For an example of the use of icons see Figure 2. Any indication of the strength of the links between any two nodes is also removed, although unless a respondent specifically indicates this on their map or in their transcript, it was in any case difficult to identify. The following summary is based on 14 data sources including 4 co-ordinators, 6 heads and 4 LEA advisers.
These were those who both received the feedback of the original maps and to whom we were able to go back approximately a year after their original baseline map was drawn. In part the interview with them in the final year was to collect information, using the map, of activity and change during the year; the results of this will be reported in a later paper.
However the interview started with questions about how valid they felt the feedback to be and concluded by asking them to evaluate the mapping task. They were free to comment on the original task, the value and validity of the feedback and the use of a map to a further interview. In the first year some explained that these questions allowed them to contextualise the task. A further two respondents went further to explain that revisiting the map, particularly with the task administrator present, allowed meaningful discussion and a chance to make sense of what the original maps represented.
Two others spoke of the use of the maps as a chance to reflect on the extent of networking activities. No general issues were raised concerning the validity of the feedback except in a few cases the identification by the researcher of key people. It was not always true that all named people were key people.
Respondents explained that some of the named individuals were given only because they were those likely to be known to the researcher or had been picked up on only as examples of relationships. Several respondents had done this prior to the final interview. The categories of nodes in the feedback were said to be helpful to give structure to thinking about what to consider representing. This was particularly true of those completing the baseline map remotely.

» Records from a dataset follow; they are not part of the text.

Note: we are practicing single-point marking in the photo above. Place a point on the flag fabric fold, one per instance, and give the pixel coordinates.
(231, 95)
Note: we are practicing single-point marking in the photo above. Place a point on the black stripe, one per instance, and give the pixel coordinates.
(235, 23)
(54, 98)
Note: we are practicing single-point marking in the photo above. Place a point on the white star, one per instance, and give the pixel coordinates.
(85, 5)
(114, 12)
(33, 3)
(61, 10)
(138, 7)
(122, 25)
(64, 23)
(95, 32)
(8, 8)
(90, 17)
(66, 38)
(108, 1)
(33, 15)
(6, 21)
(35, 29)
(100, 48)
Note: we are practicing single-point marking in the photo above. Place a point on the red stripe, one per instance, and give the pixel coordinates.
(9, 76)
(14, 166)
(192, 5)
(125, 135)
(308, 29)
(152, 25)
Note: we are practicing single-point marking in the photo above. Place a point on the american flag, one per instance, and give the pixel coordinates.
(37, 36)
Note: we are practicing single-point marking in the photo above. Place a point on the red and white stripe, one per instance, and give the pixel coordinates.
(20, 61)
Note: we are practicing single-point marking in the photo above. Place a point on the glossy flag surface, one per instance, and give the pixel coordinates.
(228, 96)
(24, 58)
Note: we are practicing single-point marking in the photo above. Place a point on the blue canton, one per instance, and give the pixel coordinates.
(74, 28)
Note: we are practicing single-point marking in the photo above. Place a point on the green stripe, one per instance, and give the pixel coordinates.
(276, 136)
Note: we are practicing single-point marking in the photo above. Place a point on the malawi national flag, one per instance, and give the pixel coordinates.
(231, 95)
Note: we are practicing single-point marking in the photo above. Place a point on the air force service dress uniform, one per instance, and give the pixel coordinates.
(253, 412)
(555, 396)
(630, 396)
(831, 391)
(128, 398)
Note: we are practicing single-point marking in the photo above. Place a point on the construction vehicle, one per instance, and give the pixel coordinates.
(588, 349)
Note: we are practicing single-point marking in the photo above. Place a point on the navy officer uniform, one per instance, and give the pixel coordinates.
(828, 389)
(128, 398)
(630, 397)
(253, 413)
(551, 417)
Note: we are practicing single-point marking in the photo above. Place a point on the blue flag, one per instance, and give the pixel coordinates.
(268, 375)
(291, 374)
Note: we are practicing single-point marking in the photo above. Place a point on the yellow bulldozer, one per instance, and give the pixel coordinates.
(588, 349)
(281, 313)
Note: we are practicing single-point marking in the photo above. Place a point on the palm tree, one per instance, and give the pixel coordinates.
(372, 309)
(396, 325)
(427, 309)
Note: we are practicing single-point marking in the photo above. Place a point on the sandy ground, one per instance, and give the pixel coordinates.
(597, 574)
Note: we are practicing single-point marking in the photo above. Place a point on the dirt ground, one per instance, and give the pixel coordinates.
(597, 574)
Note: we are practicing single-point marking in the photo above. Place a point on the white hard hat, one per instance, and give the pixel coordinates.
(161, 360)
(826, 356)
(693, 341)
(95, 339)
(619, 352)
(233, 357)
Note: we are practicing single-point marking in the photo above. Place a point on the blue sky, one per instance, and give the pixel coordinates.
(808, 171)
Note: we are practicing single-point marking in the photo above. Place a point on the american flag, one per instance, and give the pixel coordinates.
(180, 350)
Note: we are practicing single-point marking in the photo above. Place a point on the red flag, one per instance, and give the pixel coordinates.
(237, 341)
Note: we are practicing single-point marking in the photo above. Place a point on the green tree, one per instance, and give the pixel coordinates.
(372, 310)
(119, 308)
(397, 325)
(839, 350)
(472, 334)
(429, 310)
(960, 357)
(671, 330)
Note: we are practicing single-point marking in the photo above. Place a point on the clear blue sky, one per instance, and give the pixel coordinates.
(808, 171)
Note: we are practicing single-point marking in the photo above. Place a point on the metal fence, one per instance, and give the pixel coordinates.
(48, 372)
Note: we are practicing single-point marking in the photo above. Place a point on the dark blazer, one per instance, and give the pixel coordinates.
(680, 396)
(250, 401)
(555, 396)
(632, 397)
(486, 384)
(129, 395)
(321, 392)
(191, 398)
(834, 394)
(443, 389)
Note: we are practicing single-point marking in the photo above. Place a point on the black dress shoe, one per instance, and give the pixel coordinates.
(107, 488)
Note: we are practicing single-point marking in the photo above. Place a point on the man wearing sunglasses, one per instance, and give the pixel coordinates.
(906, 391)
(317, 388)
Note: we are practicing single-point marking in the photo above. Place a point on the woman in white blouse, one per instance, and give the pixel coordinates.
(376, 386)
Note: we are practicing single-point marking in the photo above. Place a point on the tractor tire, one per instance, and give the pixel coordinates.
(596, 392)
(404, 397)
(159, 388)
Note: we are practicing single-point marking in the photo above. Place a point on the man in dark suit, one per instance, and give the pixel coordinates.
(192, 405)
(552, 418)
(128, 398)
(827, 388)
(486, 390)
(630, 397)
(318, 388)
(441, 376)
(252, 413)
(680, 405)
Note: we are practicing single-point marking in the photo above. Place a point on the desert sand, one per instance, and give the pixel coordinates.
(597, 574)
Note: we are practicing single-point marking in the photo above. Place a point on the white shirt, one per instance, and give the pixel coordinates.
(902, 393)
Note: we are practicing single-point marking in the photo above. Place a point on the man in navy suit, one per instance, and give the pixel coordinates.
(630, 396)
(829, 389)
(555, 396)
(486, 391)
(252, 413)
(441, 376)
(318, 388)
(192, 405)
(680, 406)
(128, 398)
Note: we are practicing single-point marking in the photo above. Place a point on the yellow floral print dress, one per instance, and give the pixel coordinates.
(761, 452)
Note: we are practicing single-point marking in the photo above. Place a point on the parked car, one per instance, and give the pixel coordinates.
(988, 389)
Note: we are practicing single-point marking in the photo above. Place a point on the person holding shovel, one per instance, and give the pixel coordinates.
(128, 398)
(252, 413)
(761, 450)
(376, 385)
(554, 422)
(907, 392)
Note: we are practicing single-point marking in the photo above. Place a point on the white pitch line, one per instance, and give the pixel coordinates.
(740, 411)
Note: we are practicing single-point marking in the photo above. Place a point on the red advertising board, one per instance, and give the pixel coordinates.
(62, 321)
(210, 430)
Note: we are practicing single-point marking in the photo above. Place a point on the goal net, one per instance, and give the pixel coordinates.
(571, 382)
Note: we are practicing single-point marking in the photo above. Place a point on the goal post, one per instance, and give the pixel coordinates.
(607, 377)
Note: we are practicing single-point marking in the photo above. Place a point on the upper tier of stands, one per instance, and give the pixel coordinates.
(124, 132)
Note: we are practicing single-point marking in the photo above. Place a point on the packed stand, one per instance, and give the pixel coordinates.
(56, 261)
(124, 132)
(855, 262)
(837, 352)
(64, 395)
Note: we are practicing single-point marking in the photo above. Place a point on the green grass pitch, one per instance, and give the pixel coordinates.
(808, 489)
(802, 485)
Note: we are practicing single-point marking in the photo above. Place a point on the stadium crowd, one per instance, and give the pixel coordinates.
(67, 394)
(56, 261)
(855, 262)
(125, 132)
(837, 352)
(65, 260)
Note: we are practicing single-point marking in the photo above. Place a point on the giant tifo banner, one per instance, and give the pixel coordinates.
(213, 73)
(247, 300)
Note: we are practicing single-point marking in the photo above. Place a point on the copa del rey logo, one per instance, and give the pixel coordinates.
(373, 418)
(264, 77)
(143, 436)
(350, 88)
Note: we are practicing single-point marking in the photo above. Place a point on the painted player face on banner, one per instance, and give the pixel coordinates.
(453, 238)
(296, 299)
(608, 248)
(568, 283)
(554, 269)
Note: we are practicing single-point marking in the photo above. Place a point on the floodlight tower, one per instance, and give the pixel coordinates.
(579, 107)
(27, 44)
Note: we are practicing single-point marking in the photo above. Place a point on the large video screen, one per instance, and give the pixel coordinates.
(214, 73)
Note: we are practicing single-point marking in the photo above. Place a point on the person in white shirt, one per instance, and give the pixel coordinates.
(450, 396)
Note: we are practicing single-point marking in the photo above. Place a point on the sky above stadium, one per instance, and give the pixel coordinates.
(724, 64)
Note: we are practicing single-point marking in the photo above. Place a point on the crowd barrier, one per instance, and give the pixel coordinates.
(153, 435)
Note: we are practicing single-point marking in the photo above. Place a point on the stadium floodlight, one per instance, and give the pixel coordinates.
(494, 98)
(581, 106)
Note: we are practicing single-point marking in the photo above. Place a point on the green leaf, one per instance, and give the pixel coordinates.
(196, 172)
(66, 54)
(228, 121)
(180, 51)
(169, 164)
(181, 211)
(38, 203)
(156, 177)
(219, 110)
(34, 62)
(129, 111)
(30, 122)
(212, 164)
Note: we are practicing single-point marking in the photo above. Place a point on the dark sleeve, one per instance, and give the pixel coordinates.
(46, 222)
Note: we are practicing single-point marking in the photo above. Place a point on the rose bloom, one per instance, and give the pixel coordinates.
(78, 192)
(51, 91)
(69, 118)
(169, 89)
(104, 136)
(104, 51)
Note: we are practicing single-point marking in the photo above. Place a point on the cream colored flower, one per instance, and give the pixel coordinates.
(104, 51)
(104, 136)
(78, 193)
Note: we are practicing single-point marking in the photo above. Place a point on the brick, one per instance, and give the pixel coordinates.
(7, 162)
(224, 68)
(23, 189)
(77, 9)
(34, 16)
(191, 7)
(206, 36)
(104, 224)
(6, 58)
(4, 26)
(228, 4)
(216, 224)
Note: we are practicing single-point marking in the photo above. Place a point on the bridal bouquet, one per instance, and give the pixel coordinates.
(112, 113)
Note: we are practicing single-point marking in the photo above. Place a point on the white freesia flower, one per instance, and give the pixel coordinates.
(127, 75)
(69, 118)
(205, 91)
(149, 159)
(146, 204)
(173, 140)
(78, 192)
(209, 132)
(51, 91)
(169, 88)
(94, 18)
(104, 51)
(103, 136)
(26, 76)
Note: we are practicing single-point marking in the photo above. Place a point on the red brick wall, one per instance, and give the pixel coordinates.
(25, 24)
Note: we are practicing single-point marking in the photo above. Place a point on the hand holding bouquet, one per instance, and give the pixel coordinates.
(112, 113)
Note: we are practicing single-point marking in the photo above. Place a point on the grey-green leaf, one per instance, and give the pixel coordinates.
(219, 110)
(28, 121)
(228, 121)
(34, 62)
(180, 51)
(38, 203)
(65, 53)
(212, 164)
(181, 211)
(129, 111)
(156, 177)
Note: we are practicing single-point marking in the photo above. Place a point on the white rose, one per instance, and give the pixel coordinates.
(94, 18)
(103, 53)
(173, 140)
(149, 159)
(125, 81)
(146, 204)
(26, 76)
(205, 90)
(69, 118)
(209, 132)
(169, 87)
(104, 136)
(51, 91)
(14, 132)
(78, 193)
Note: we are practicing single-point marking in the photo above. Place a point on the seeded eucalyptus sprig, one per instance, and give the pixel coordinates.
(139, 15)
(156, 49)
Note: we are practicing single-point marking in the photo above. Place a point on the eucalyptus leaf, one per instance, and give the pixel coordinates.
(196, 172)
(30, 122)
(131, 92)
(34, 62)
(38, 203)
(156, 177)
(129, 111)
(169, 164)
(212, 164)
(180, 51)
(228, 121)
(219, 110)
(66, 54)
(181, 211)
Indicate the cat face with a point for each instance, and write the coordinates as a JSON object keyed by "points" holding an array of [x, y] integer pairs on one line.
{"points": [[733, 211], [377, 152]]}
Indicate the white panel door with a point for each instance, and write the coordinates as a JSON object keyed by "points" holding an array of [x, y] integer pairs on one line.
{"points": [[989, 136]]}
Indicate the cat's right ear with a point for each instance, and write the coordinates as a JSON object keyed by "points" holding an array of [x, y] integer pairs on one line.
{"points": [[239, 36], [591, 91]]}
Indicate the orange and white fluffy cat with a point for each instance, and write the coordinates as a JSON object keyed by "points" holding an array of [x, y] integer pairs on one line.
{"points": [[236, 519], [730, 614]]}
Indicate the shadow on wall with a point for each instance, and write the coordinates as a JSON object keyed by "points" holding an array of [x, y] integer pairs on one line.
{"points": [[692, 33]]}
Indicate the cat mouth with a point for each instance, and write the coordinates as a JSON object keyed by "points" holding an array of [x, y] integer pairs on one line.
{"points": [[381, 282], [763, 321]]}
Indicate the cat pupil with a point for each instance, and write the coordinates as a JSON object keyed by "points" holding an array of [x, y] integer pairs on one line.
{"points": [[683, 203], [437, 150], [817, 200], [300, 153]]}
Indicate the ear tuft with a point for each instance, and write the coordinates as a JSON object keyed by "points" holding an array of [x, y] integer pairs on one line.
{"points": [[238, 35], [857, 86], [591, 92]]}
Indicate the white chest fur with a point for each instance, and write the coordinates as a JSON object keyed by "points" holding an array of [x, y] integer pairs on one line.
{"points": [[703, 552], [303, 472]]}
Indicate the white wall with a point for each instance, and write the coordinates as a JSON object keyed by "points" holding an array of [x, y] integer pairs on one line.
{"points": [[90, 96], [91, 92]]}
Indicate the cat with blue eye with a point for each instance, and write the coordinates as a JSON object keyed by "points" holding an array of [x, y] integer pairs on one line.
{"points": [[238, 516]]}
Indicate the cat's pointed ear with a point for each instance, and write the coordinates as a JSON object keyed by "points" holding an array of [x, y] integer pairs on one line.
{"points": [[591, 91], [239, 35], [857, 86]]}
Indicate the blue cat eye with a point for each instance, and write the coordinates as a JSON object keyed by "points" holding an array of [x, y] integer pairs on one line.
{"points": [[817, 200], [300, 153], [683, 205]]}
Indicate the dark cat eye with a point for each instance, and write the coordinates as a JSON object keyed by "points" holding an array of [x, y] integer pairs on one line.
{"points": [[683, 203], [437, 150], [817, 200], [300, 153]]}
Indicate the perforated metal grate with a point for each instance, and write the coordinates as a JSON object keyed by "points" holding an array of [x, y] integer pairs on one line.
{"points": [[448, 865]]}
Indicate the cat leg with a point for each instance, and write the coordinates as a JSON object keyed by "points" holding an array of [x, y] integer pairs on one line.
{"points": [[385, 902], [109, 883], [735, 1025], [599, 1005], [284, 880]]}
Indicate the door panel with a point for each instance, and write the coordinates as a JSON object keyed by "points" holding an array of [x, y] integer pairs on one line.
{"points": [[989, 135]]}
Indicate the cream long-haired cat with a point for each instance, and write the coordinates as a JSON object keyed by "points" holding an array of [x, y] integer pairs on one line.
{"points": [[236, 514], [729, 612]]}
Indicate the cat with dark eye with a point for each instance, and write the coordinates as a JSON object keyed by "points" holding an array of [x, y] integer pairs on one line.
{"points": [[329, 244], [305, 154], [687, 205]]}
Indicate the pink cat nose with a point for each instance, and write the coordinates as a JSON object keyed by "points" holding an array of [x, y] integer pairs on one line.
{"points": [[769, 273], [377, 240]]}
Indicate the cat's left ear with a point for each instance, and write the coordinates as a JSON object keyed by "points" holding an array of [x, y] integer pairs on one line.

The main reasons given for not knowing how best to complete the task were the lack of any suggestion as to how to structure the map or the limits of what to represent. This was particularly true when trying to show meaning in addition to the mechanical placing of nodes and links. One respondent even explained that she felt she would be assessed and judged on her map and yet was unsure of the expectations and success criteria. Frustrations at the time of compilation and, particularly, during the update of the map were voiced about the fact that once committed to paper it was difficult to rejig.
Several respondents had wanted to restart or turn over and show the data in an alternative way.